Professor Cormac O Ceallaigh, one of the most distinguished Irish scientists of this century, died on October 10th in Dublin, at the age of 84. He was the son of an eminent Dublin obstetrician. In 1930, he entered UCD to study physics. Obtaining a post graduate scholarship in 1934, he went to Paris, working in the laboratory of Pierre Auger. Three years in Cambridge followed, and he returned to Ireland in 1938. He had been appointed to a lectureship in Cork in 1937.
During the war years he managed to continue research in Cork, and published work, but in 1949 he applied for leave of absence to work abroad. He visited former colleagues from Cambridge in Oxford and Harwell, but was unable to obtain a suitable position. Finally he arrived in Bristol and was offered a modest post by Professor C. F. Powell. It was a fortunate outcome, for Powell had gathered a colourful and talented group from all over the world; and it seems fair to say that Bristol at that time was the best physics university in the world. Cormac and his wife Millie made a considerable financial sacrifice to go there.
Powell had introduced a technique which had languished in obscurity. It was called the nuclear emulsion method, and basically consisted of thick photographic films stacked together and exposed to cosmic ray particles. The tracks made in the emulsions could be followed and measured by scanners and physicists, using microscopes. It was enormously effective.
It was a golden age in physics. Most European physicists had been working on radar during the war and returned eagerly to their laboratories to take up work unfinished since 1939. There was, therefore, a great upsurge in basic physics between 1945 and 1950. New, strange, unstable particles were discovered. To gain access to the cosmic rays which produced unstable particles, physicists took their equipment up mountains or flew enormous balloons to great heights, a dangerous undertaking.

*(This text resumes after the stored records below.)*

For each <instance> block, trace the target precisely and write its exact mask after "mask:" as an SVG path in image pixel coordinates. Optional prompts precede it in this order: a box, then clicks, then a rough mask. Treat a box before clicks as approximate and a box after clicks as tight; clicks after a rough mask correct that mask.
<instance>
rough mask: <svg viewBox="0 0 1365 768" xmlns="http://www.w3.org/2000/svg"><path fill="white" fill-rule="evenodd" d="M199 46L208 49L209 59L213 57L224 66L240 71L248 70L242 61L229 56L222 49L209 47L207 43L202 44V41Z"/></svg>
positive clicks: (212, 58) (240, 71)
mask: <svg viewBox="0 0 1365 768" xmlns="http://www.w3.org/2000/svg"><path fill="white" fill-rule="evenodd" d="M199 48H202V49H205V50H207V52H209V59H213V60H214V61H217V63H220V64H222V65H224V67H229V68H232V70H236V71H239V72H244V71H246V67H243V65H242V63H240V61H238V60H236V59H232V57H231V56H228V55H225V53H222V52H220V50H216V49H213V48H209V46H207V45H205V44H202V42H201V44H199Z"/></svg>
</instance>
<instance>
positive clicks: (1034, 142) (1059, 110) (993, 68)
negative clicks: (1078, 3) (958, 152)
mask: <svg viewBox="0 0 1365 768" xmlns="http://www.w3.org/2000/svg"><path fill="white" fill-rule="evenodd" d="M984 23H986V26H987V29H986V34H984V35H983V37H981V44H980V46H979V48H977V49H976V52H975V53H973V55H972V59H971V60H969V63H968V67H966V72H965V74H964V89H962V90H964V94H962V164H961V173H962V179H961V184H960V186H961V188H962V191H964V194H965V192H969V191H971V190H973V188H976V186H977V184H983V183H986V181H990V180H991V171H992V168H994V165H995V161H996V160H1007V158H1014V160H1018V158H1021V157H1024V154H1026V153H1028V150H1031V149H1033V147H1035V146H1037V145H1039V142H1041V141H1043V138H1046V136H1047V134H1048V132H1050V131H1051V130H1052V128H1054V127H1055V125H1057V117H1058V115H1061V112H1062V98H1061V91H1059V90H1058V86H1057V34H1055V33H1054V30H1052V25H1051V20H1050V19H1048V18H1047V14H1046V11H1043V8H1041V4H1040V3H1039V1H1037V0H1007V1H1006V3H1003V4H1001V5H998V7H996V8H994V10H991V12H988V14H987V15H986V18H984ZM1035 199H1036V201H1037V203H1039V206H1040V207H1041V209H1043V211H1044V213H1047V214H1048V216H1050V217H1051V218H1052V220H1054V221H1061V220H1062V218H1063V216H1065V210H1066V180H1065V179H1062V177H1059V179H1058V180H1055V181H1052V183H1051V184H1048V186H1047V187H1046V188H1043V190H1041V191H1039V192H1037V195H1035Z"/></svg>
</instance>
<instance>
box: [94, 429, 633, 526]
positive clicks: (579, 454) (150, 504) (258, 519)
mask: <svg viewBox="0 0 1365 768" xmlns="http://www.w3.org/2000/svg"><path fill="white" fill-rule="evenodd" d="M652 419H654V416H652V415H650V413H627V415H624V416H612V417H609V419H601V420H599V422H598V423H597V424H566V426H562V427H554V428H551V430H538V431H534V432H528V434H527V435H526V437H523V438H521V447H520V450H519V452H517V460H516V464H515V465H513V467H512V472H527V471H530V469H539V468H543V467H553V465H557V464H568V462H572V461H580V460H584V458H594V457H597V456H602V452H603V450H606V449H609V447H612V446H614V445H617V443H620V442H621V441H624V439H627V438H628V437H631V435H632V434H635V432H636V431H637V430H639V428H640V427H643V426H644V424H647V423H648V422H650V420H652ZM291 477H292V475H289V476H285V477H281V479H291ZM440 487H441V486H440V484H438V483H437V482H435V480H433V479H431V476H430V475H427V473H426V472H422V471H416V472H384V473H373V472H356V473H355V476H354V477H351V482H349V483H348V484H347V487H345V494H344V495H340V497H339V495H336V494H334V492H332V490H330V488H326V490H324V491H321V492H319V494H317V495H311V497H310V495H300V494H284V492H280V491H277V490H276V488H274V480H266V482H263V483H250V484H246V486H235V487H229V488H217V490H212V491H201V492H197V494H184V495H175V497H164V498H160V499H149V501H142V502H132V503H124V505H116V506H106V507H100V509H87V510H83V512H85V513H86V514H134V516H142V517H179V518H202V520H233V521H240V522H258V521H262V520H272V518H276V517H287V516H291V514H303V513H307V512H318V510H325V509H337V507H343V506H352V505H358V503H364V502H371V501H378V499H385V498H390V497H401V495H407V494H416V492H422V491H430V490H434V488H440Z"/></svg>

Cormac rapidly became a leading figure in Bristol. Given his ebullient temperament, one might have thought that his physics would perhaps be brilliant but erratic. It was brilliant, but not erratic; it was careful and painstaking. In his work on one particular reason, the Kappa, he examined over 700 particle decays in emulsion to find just two of the Kappa mesons.
In 1953 he was appointed a senior professor in the School of Cosmic Physics in the Dublin Institute for Advanced Studies. He held this post for 29 years, until his retirement in 1982. He built up an emulsion group, which joined a large international collaboration. Later he took his group into a project which used accelerators instead of cosmic rays. After some years, though, he returned to cosmic rays. This time he used a new material, a plastic sheet which responds to very highly charged primary particles. Large areas of this were carried on a satellite, to expose them to the primaries. This work continues successfully in the institute.
At conferences, he was a brilliantly witty speaker. Apart from his physics and his family, he had two great activities. One was cabinet making, at which he was highly skilled; the other was sailing. In his yacht club he was known as "The Voice", because in full flight he could be heard all over the coal harbour in Dun Laoghaire.
His wife Millie died in 1987. We offer our sympathy to his daughters, his grandchildren and great granddaughter, and remember him with gratitude.